Peter Bogdanovich's image has become so inextricably tied to his seemingly never-ending plethora of classy ascots that seeing him appear without one, even in a film, is as disturbing as discovering someone no longer has an arm. In Will Slocombe's Cold Turkey, he stars as the emotionally distant and long-suffering Poppy, whose three financially strapped children descend upon his Pasadena home for Thanksgiving, and the filmmaker-actor's sluggish, blank-faced performance is such that one half expects him to fall into a nap at any point mid-scene. This creates a distancing effect that does at least partially establish Poppy as a figure at odds with the rest of his family. But it's Slocombe's mistake to place Bogdanovich at the center of the story, for this is a work desperately in need of a thriving emotional core in which to ground and make sense of the messy relationships and histories of Poppy's family.
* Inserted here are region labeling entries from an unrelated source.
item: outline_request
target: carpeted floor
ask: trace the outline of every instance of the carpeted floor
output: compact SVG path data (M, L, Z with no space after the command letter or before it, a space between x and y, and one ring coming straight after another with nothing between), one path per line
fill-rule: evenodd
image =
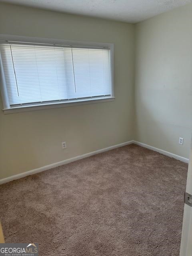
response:
M177 256L187 165L130 145L0 186L6 242L40 256Z

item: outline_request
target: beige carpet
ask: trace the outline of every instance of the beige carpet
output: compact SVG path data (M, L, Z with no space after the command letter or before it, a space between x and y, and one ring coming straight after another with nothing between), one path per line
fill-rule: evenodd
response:
M187 165L135 145L0 186L6 242L40 256L179 255Z

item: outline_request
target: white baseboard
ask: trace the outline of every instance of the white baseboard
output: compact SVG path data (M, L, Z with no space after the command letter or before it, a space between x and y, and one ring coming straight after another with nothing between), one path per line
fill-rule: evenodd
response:
M120 144L114 145L114 146L112 146L110 147L108 147L108 148L105 148L99 149L98 150L96 150L96 151L90 152L90 153L87 153L87 154L85 154L83 155L78 156L75 156L75 157L73 157L71 158L69 158L68 159L66 159L66 160L61 161L60 162L58 162L56 163L54 163L54 164L48 164L48 165L46 165L44 166L42 166L42 167L40 167L39 168L37 168L36 169L34 169L33 170L32 170L30 171L28 171L28 172L22 172L22 173L20 173L15 175L13 175L12 176L11 176L10 177L8 177L7 178L0 180L0 184L3 184L4 183L6 183L6 182L9 182L10 181L11 181L12 180L14 180L20 179L21 178L23 178L24 177L28 176L28 175L31 175L32 174L38 173L38 172L42 172L43 171L45 171L47 170L49 170L49 169L54 168L54 167L56 167L60 165L66 164L68 164L69 163L71 163L71 162L74 162L75 161L77 161L77 160L82 159L83 158L86 158L86 157L88 157L88 156L91 156L96 155L98 154L100 154L100 153L106 152L106 151L108 151L109 150L110 150L112 149L114 149L114 148L120 148L120 147L122 147L124 146L126 146L127 145L129 145L130 144L132 144L133 143L133 140L127 141L127 142L121 143Z
M108 151L109 150L110 150L112 149L114 149L114 148L120 148L120 147L122 147L124 146L126 146L127 145L129 145L130 144L132 144L138 145L139 146L140 146L142 147L143 147L144 148L148 148L149 149L150 149L152 150L153 150L154 151L158 152L160 154L165 155L166 156L169 156L170 157L172 157L174 158L175 158L176 159L177 159L178 160L180 160L180 161L184 162L185 163L188 163L189 162L189 159L188 158L186 158L184 157L183 157L182 156L180 156L176 155L174 154L172 154L172 153L170 153L170 152L165 151L165 150L163 150L162 149L160 149L159 148L157 148L152 147L151 146L149 146L149 145L147 145L146 144L144 144L144 143L142 143L141 142L140 142L138 141L136 141L135 140L130 140L130 141L128 141L126 142L121 143L120 144L118 144L117 145L112 146L110 147L108 147L108 148L105 148L99 149L98 150L96 150L96 151L93 151L92 152L90 152L90 153L87 153L87 154L85 154L80 156L75 156L75 157L73 157L71 158L69 158L68 159L66 159L66 160L63 160L63 161L58 162L56 163L54 163L54 164L48 164L48 165L46 165L44 166L40 167L39 168L34 169L33 170L31 170L30 171L28 171L28 172L22 172L18 174L13 175L12 176L11 176L10 177L8 177L7 178L2 179L1 180L0 180L0 184L3 184L4 183L6 183L6 182L9 182L10 181L11 181L12 180L14 180L20 179L21 178L23 178L24 177L28 176L28 175L31 175L32 174L38 173L38 172L41 172L45 171L46 170L51 169L52 168L54 168L54 167L56 167L60 165L66 164L68 164L69 163L71 163L71 162L74 162L75 161L77 161L77 160L80 160L80 159L82 159L83 158L84 158L89 156L91 156L96 155L97 154L100 154L100 153L102 153L103 152Z
M184 157L183 157L182 156L180 156L176 155L174 154L170 153L170 152L168 152L167 151L165 151L165 150L163 150L162 149L160 149L159 148L157 148L152 147L151 146L149 146L149 145L144 144L144 143L142 143L141 142L140 142L138 141L136 141L135 140L134 140L133 143L134 144L136 144L136 145L138 145L139 146L140 146L142 147L143 147L144 148L148 148L148 149L150 149L152 150L153 150L154 151L158 152L160 154L162 154L163 155L165 155L166 156L169 156L170 157L172 157L174 158L175 158L176 159L177 159L178 160L180 160L180 161L184 162L185 163L188 163L189 162L189 159L188 158L186 158Z

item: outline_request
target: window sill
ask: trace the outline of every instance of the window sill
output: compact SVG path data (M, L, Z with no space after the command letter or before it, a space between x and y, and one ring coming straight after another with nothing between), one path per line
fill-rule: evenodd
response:
M48 103L44 104L24 106L15 107L11 108L3 109L5 114L13 114L14 113L20 113L21 112L27 112L28 111L34 111L42 110L44 109L50 109L52 108L65 108L72 106L85 105L87 104L93 104L104 102L108 101L112 101L115 99L115 97L108 97L106 98L101 97L97 99L90 100L80 100L70 102L60 102L59 103Z

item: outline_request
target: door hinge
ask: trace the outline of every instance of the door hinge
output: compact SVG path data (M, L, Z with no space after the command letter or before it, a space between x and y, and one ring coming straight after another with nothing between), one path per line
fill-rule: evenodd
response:
M192 195L185 192L184 196L185 204L192 207Z

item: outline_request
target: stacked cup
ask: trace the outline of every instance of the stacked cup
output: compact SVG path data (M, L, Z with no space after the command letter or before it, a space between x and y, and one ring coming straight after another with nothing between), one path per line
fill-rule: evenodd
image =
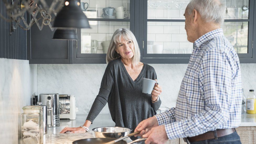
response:
M125 9L125 10L124 9ZM124 19L124 18L127 17L128 17L128 14L125 13L127 10L127 8L126 7L124 7L122 6L117 7L115 9L116 10L116 18L118 19ZM126 15L126 16L125 16Z

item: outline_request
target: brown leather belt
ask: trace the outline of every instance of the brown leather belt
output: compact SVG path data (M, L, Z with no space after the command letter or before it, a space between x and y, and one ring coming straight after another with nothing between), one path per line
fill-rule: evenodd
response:
M217 130L214 131L208 131L196 136L183 138L183 139L185 142L189 144L191 142L213 138L217 139L218 137L230 135L235 131L236 130L234 128Z

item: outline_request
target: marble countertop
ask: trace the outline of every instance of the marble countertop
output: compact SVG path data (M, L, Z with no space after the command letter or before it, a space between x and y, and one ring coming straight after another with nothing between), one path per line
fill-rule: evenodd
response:
M47 134L44 135L44 143L64 143L69 144L75 140L95 137L92 129L95 127L115 126L115 123L111 119L110 114L99 115L95 119L89 128L90 132L86 134L60 134L66 127L78 127L83 125L86 119L87 115L77 115L75 120L61 119L60 126L48 127ZM240 126L256 126L256 114L246 114L242 115L242 123ZM130 139L127 140L130 142Z
M256 126L256 114L243 114L241 121L240 126Z
M85 134L60 134L65 127L79 127L84 123L87 115L77 115L74 120L61 119L60 126L48 127L47 134L44 135L44 144L71 144L73 142L78 140L95 137L92 129L95 127L115 126L115 123L110 114L99 114L95 119L89 128L90 132ZM127 142L132 141L129 138Z

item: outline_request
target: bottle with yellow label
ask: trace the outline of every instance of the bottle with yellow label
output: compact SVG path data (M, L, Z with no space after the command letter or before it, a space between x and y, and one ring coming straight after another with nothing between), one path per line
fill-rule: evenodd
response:
M250 89L246 99L247 113L250 114L256 114L256 95L254 90Z

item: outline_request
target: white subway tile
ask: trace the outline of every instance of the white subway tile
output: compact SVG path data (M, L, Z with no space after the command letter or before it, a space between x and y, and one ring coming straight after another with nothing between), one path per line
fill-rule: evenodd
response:
M98 33L98 26L90 25L90 29L81 29L81 32L82 33Z
M106 34L95 34L92 33L90 34L92 36L92 40L95 40L99 41L106 41Z
M186 34L187 32L185 29L185 26L179 26L180 34Z
M98 50L102 50L103 49L102 48L102 46L101 45L101 43L103 42L102 41L98 41ZM98 52L97 52L98 53Z
M97 54L103 54L103 50L98 50L97 51Z
M98 21L98 25L106 25L106 21Z
M179 17L179 10L178 9L172 9L164 10L164 17L165 18L177 18Z
M157 19L163 18L164 17L164 10L158 9L156 10L153 9L148 9L147 17L153 18L155 18L156 17Z
M156 41L156 34L148 34L147 35L147 40L148 41Z
M113 33L111 34L106 34L106 40L108 41L108 40L111 40L111 39L112 38L112 36L113 36L113 35L114 34Z
M156 34L156 41L157 42L171 42L171 34Z
M187 41L186 34L172 34L172 42L186 42Z
M172 22L158 22L156 25L172 25Z
M163 45L163 42L154 42L154 45Z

The intermittent indulgence of long shots notwithstanding, Slocombe's aesthetic is unremarkable. The action is limited to the house and the surrounding neighborhood streets, but even given that, the film exudes a strange non-specificity of space; this is a home in dire need of character and unique sense of lived-in-ness. While featuring much screaming, accusations, collision of agendas, and the exhuming of dirty secrets, Cold Turkey remains emotionally tone deaf. One particularly egregious scene involving Lindsay, Poppy's eldest daughter (Sonya Walger), is emblematic of Slocombe's tendency to rely on dialogue in favor of having the drama well up from the actors or mise-en-scène. Lindsay goes to Poppy saying that she can't turn to her husband, TJ (Ross Partridge), for help because their relationship is at an extremely precarious moment. But this is a befuddling admission, considering that in all of the preceding scenes featuring the couple there hasn't been even half a wary glance or the smallest suggestion of suppressed feelings to signify that their relationship is anything but perfect.
Cold Turkey does have a few scenes which elicit a wan smile—usually whenever Cheryl Hines is on screen and locking horns with one of her two stepdaughters. And there's a nice little running joke about Poppy being ousted as a professor at Stanford due to his conservative politics and dubious involvement in the Iraq War, with Bogdanovich delivering his lines on the topic with a glimmer of irony. But the film certainly won't be entering the canon of dysfunctional family holiday films alongside the likes of Woody Allen's Hannah and Her Sisters and Ang Lee's The Ice Storm, falling far short of effectively exploring the knotty terrain of familial discord and the total evisceration of character those two works achieve.